Eine Anti-Trump-Demonstration in New York: "Trump hat einen Riesen geweckt", sagen die Aktivisten

(Foto: AFP)

"Du putzt dir die Zähne, dann rufst du deinen Abgeordneten an": Die linken Gegner des US-Präsidenten kopieren erfolgeich die Strategien der rechten Tea Party. Zu Besuch bei Aktivisten, die vier Jahre kämpfen werden.

Von Matthias Kolb, Austin

Als feststeht, dass Donald Trump US-Präsident wird, denkt Ricardo Guerrero ans Auswandern.

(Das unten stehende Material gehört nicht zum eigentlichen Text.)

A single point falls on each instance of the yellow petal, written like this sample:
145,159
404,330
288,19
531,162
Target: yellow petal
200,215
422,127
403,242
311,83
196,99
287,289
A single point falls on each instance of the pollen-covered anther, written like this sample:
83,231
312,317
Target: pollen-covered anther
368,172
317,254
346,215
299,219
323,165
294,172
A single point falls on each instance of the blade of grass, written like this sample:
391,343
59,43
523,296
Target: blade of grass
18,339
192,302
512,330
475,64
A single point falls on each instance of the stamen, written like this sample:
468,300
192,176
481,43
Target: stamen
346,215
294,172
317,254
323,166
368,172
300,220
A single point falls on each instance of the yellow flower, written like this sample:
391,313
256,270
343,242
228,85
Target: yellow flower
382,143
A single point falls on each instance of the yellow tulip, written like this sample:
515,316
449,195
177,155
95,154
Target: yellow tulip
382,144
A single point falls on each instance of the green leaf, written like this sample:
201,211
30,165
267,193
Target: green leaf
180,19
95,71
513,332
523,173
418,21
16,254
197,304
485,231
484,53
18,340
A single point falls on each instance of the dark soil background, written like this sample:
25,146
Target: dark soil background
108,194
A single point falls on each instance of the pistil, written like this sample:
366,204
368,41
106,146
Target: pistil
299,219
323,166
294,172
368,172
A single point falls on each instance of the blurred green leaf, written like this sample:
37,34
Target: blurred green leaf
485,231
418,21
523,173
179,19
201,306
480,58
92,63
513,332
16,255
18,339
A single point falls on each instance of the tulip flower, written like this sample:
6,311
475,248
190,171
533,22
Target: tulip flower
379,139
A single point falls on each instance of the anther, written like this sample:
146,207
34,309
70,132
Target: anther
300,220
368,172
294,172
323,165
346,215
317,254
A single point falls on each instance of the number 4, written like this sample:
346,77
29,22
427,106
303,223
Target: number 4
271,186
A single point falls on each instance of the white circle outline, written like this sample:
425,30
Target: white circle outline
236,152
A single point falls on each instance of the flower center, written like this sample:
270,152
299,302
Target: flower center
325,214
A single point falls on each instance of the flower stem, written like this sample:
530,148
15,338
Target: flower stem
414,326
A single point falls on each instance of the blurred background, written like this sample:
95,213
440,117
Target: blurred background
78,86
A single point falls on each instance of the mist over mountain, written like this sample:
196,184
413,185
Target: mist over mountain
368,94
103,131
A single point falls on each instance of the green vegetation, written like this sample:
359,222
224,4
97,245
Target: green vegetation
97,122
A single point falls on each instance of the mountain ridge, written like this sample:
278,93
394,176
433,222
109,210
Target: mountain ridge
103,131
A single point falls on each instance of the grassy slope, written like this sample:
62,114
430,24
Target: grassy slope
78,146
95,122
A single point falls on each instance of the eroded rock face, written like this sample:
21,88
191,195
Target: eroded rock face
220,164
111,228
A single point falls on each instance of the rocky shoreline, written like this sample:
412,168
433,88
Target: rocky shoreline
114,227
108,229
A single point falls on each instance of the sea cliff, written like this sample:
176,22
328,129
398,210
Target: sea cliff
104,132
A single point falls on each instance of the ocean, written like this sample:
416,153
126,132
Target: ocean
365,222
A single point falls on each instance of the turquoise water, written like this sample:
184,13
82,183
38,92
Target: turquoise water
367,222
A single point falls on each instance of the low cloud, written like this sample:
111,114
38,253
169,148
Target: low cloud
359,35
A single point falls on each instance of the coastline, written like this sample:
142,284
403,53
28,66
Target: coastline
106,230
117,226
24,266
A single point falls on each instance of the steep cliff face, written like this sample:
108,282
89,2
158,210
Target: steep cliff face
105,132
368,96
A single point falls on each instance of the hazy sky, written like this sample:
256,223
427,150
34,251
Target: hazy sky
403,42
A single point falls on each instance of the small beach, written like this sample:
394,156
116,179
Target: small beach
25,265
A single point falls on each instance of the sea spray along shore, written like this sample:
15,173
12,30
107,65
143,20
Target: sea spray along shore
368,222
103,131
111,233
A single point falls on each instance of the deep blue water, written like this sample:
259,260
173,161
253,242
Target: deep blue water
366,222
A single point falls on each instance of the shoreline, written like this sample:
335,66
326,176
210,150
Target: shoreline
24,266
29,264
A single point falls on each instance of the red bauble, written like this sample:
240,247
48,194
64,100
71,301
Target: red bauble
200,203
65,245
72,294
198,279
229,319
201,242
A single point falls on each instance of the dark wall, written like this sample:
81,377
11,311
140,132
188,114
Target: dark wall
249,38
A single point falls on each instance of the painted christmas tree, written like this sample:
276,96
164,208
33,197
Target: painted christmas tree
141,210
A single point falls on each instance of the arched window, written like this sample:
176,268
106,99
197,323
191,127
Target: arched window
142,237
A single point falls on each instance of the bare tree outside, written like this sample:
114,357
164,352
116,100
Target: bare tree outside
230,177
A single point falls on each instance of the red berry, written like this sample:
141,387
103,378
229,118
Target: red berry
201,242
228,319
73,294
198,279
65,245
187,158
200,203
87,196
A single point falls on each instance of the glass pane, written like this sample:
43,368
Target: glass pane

Der 48-Jährige ist in Texas aufgewachsen, und Trumps Sieg schockiert ihn. "Das ist nicht das Land, das ich kenne. Was ist passiert mit Respekt und Mitmenschlichkeit?" Weil seine Großeltern im Sterben lagen, war er vor der Wahl nach Kolumbien geflogen. Dort denkt der Marketing-Experte lange über seine Optionen nach. Als er in die USA zurückkehrt, erzählt ihm ein Freund von einer Gruppe namens "Indivisible Austin". Sie will Trump aufhalten.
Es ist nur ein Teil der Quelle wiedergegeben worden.